As The New York Times' Renata Adler enthuses, "[It's] Godard's best film by far since Breathless." This viewer, for one, would disagree (see below), but Village Voice critic J. Hoberman's claim that "Godard appeared remarkably prescient" can't be denied, since the picture predicts the French and American student riots of the following year. (While Godard proclaims Pierrot le Fou "an attempt at film," La Chinoise's subtitle translates as "a film in the making.") Significantly, Hoberman adds, "it's a movie that jettisons narrative suspense for something both more spontaneous and more detached." And yet Coutard shoots more close-ups than in most other works described as "detached" or "remote." The innate humanity of Godard's actors--Berto's shy smiles and Wiazemsky's gauzy gestures--undercuts the director's impulse towards abstraction.

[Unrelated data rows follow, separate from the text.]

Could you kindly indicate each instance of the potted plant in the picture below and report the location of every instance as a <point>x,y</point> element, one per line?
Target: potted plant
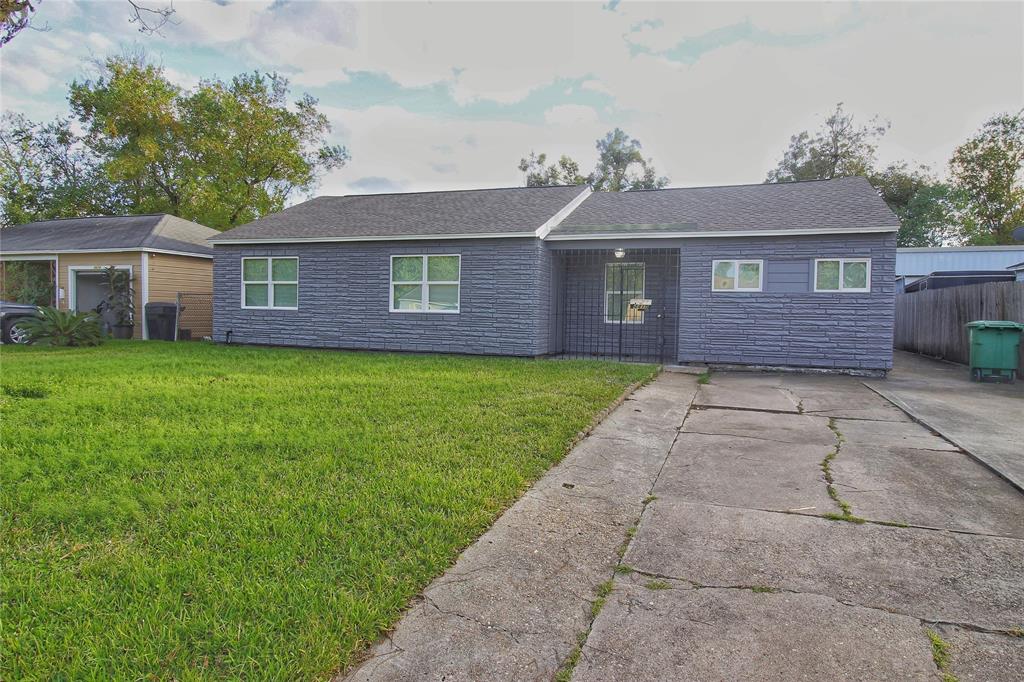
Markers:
<point>120,302</point>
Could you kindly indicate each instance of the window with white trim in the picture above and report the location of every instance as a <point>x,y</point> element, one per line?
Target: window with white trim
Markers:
<point>843,274</point>
<point>623,283</point>
<point>425,284</point>
<point>270,283</point>
<point>736,274</point>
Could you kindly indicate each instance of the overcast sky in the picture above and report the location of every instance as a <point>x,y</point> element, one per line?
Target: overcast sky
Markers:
<point>451,95</point>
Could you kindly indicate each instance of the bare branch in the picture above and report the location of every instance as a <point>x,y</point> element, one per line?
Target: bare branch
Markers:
<point>151,19</point>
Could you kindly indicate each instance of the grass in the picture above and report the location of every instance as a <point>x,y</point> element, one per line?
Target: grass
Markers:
<point>189,511</point>
<point>940,654</point>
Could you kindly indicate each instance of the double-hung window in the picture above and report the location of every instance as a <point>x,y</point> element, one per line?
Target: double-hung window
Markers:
<point>623,283</point>
<point>736,274</point>
<point>270,283</point>
<point>843,274</point>
<point>425,284</point>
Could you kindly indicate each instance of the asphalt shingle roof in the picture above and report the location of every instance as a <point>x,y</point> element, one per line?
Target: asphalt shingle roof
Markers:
<point>433,213</point>
<point>845,203</point>
<point>130,231</point>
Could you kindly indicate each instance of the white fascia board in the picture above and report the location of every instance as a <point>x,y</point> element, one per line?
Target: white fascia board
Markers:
<point>719,233</point>
<point>393,238</point>
<point>557,218</point>
<point>29,255</point>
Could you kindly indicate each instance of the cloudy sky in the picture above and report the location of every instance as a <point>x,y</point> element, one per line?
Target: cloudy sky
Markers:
<point>443,95</point>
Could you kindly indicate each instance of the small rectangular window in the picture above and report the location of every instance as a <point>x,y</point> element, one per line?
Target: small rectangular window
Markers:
<point>736,274</point>
<point>843,274</point>
<point>270,283</point>
<point>623,283</point>
<point>425,284</point>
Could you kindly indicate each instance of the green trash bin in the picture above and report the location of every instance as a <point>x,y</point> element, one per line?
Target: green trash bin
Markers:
<point>994,348</point>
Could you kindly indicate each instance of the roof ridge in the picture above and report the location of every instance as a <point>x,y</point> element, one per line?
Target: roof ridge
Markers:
<point>451,192</point>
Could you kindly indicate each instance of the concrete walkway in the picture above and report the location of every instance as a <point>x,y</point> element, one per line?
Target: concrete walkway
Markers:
<point>985,419</point>
<point>758,526</point>
<point>745,566</point>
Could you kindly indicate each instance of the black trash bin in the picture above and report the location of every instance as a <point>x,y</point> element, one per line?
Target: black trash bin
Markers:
<point>160,320</point>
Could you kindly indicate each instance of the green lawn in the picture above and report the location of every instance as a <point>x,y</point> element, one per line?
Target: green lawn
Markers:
<point>189,511</point>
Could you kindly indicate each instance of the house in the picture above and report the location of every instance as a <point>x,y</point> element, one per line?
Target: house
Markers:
<point>798,274</point>
<point>914,263</point>
<point>164,254</point>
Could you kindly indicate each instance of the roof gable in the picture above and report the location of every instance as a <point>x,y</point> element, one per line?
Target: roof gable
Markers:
<point>158,230</point>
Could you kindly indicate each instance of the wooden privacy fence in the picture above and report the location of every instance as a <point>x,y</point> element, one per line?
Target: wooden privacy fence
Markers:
<point>932,322</point>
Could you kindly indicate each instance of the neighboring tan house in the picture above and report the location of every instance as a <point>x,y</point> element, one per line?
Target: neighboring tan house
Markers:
<point>798,274</point>
<point>165,255</point>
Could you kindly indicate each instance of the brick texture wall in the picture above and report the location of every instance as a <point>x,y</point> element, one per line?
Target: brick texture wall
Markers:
<point>788,324</point>
<point>344,296</point>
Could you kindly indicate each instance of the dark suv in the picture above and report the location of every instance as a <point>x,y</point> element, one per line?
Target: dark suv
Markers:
<point>10,313</point>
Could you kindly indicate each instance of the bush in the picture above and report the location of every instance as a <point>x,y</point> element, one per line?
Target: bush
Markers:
<point>62,328</point>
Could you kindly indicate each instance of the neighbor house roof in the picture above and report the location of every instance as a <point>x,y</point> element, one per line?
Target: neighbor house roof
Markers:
<point>574,212</point>
<point>157,231</point>
<point>507,212</point>
<point>846,204</point>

One way or the other, 2008 has been a great year for the Swiss curmudgeon. This long-lost entry arrives in the wake of the Criterion Collection's two-disc editions of Breathless and Pierrot le Fou, and serves as a taster for the re-release of Contempt, which plays New York's Film Forum for the next two weeks. While the characters in La Chinoise rave about Nicholas Ray, the film they occupy lacks the emotional complexity that makes Ray's movies sing. With Contempt, Godard proves he can break hearts, too. That said, only La Chinoise features Claude Channes's Marxist-Leninist pop manifesto "Mao Mao." Everybody now: "Vietnam burns / and me I spurn Mao Mao / Johnson giggles / and me I wiggle Mao Mao..."

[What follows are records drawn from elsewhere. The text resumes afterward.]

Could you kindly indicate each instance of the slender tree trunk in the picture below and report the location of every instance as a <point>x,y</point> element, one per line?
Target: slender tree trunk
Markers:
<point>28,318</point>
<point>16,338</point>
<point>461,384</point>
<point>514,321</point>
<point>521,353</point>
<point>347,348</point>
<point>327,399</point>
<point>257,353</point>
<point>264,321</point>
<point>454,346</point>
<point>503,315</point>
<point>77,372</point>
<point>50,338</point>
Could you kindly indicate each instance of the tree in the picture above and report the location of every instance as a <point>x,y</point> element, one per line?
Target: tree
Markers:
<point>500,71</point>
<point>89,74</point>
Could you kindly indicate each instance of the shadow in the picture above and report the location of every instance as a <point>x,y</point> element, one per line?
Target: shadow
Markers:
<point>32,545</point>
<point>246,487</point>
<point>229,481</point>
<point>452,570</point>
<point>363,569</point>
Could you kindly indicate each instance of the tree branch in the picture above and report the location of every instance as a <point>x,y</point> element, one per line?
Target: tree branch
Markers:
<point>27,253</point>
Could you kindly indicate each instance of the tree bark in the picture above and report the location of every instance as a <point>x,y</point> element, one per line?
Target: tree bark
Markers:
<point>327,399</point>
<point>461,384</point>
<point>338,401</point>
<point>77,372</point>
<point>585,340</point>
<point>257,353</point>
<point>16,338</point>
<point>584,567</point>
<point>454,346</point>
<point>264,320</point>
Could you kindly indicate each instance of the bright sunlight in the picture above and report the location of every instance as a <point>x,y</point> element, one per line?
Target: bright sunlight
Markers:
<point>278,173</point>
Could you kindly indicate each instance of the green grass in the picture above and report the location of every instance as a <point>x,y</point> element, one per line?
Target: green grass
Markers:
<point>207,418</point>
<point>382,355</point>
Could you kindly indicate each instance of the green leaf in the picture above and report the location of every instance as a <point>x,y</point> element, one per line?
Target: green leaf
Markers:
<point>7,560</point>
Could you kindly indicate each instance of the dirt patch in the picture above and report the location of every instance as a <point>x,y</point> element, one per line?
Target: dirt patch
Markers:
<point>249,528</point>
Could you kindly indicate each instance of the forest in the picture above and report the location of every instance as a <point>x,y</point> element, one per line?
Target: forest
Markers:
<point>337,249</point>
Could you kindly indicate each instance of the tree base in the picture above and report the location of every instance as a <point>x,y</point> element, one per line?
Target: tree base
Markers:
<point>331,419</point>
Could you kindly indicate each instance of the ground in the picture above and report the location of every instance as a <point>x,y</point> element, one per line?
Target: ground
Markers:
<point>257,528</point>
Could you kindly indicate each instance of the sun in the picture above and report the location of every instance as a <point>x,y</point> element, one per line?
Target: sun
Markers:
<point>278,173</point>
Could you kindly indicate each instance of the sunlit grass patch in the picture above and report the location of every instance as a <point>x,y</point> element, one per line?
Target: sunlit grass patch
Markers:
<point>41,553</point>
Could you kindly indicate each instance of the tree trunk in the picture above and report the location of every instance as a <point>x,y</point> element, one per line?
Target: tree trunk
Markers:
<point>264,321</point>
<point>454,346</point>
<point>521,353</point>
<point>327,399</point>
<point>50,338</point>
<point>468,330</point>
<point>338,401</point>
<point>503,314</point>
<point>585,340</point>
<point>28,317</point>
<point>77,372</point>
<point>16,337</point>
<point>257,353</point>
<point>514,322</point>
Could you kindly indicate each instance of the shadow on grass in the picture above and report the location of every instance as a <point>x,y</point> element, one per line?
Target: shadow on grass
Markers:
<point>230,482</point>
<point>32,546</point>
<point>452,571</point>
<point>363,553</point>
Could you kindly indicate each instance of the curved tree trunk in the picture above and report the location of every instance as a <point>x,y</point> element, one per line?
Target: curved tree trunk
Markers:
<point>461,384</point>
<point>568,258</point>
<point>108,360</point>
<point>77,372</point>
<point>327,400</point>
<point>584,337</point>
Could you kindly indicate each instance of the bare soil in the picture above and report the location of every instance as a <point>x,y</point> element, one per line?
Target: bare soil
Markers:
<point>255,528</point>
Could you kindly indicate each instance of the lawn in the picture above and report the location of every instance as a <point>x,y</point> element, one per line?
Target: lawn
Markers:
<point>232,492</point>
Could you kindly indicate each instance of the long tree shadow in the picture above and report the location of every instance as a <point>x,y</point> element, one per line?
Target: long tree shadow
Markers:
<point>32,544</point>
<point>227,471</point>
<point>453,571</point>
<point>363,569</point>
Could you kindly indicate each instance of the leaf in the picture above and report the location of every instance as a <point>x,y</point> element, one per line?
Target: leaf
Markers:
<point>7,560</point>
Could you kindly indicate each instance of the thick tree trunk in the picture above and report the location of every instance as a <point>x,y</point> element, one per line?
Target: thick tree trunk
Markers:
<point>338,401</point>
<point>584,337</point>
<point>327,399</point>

La Chinoise, in a new 35mm print, continues at the Northwest Film Forum
through Thurs., 3/20. Show times at 7 and 9pm. (Then on 5/13, it finally
debuts in the US on DVD.) The NWFF is located at 1515 12th Ave. on Cap-
itol Hill between Pike and Pine. For more information, please click here or
call 206-329-2629. Images from DVD Times and The Village Voice.

1 comment:

  1. Nice choice for the Jeanson link. It was interesting to learn of his personal connection to Sartre-"t gives new shadings to his response to Veronique's contemptuous dismissal of Sartre. I love that Camus wanted Jeanson to review Sartre's book "because at least he will be polite." It reflects the patience Jeanson was showing with Veronique in trying to get her to explicate her ideas.
    Good, and appreciative, crowd for both showings at NWFF last night. When Yvonne uses the shadow puppet to emphasize certain words she's scrawling on the wall, the guy behind me laughed so loud it made my ears ring.
    Another tidbit about the movie that tickled me was the one-second blast of "America" from West Side Story that follows the first quotation Guillaume reads from the Little Red Book.